Now we've all heard stories of little cats caught in moving trucks and missing for months. We all know cats who have gone walkabout for long periods, only to come back again, scrawny and starved for affection. I kept a solid, neutral, hopeful front up for the children, but I didn't really think this story would turn out well. I was speaking in past tense. I was preparing to move on. He's so tiny, so sweet, not at all the sort of scrappy cat who can make it out there. I thought he was a goner.
Our doorbell rang last Thursday morning and it was our across the street neighbor, holding Mister Missing-Six-Days, just like that. We spent hours out looking for our little guy every day, so I can't believe he was always so close. I suspect he wandered far away and was making his way home. At any rate, we were/are thrilled and grateful.
Six days is enough time for a just getting plump and healthy cat to become all bones again. He was weak and sleepy, but happy. Purring like a purr machine, curled up in laps and on pillows.

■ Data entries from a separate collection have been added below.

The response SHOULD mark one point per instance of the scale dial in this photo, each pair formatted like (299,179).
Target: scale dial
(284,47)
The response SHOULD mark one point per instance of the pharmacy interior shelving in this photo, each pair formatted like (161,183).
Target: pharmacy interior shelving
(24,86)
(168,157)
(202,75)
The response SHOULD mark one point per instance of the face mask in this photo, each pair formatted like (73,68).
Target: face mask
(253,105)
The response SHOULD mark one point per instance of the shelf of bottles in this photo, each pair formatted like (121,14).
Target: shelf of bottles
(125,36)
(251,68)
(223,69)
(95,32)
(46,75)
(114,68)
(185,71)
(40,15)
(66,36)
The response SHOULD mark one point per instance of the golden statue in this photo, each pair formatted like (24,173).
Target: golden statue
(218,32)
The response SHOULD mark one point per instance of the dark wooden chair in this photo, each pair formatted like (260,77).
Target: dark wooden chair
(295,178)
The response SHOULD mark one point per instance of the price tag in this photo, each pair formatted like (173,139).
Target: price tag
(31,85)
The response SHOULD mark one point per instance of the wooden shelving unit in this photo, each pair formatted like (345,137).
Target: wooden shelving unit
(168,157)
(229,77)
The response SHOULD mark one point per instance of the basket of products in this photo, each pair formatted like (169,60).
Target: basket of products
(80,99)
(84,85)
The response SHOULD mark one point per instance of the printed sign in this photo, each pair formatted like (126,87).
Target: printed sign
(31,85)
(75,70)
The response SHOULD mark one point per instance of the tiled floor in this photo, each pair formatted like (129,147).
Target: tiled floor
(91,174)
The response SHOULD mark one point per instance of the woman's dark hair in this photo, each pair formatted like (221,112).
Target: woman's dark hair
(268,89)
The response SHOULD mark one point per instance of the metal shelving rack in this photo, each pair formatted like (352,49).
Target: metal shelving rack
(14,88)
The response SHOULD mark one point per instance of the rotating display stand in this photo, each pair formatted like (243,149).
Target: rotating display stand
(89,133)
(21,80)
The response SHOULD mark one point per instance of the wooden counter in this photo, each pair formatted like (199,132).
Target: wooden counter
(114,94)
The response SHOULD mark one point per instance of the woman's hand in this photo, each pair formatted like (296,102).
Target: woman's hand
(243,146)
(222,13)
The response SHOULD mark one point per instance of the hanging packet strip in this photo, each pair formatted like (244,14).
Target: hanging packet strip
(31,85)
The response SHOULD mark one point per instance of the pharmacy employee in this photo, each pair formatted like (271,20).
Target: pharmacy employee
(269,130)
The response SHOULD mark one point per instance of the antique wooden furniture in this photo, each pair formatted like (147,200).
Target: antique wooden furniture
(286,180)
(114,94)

And since I'm already here and all, I should mention that it only took me fourteen months of living here to set the clock on my range. It's an analog clock and smaller than is really so functional in the kitchen and I hardly noticed it anyway. But I set it and guess what? It keeps time (which is noteworthy, as every secondhand wall clock I've brought into my timekeeper-less kitchen has not, nor does my undercabinet radio/docking station, which gets faster and faster each day and I never know what time it is when I'm in there, a problem).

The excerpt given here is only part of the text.